Oskar falls to his knees and braces his palm against the stones, his broken arm tucked to his body. Panting, he looks at the wall of crumbled stone behind him. Sweat beads his brow and his teeth are chattering. His eyes meet mine. “We should get up to the surface. I don’t know how stable these catacombs are.”
I stroke Lahja’s hair, my body made of instinct. She’s shivering, her face pressed against my neck. “Kauko let her go,” I murmur.
Oskar shakes his head and slowly gets to his feet. “Elli—”
“I had to do it, Oskar.” Though I’m not entirely sure what I did. “I couldn’t let Sig hurt her. Vengeance was more important to him than her life.”
Oskar’s granite eyes are shadowed with an emotion I don’t understand. “It happened so fast. The two of you became a blinding light, but then you exploded apart.” He inclines his head toward Lahja. “She was thrown free, but Kauko—”
“Is he dead?”
Oskar stares at the caved-in tunnel. “I don’t know.
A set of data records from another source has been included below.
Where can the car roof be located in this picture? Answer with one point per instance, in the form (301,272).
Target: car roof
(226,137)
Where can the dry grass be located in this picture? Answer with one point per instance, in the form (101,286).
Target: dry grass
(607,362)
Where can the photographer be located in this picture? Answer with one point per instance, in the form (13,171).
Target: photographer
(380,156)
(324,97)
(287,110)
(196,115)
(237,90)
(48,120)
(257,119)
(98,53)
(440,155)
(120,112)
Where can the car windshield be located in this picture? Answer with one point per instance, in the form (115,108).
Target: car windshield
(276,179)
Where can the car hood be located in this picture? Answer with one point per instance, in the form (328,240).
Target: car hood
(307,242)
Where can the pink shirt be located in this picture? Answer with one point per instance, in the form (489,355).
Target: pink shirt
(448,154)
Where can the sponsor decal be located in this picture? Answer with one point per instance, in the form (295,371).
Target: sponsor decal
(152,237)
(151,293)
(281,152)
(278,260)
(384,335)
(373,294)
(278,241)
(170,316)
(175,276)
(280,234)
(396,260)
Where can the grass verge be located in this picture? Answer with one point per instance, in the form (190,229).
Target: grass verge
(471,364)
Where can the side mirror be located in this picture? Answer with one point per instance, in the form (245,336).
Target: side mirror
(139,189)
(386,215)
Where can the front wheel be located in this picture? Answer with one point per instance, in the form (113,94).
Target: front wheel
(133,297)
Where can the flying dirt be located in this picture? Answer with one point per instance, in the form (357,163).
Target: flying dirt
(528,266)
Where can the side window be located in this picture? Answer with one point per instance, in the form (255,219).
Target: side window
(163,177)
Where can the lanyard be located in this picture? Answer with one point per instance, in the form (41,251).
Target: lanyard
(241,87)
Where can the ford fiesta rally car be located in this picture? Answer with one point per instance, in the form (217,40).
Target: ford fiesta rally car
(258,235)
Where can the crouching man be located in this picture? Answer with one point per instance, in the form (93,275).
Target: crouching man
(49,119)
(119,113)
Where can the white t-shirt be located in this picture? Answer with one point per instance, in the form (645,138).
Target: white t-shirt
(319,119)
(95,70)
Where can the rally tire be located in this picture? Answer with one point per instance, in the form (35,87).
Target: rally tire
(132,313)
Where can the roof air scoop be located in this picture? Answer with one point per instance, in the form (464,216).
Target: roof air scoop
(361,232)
When Lahja landed, I grabbed her, and then I grabbed you.” He turns to me and runs a gentle hand down Lahja’s back. “The tunnel was collapsing, and it was all I could do to get the two of you out.”
Dread burbles in my stomach. “I didn’t mean to hurt Sig.”
“You made a choice,” Oskar says softly, putting his arm around me and guiding us out of the chamber. “And so did I.” He lets me go and plucks a torch from a sconce, then holds it in front of him as he leads us up the tunnel.
I made a choice. And because of that choice, Sig is probably dead. It feels wrong. Not because I didn’t make the right decision, but because I shouldn’t have had to choose in the first place. If my will had been strong enough, couldn’t I have stopped his magic, tugged it right out of his grasp? I swear, if the stars give me more days than this, I will learn how to control this gift better.
But right now I have something else to attend to. I press my face into Lahja’s hair, which smells of warm honey and cold rock. She whimpers and hugs me tighter. “You’re safe,” I whisper to her. “And I’m going to take care of you.”
We reach the steps leading up to the domed chamber. Oskar walks in front of us. I sense his icy power pulsing from him. We don’t know what’s waiting for us at the top.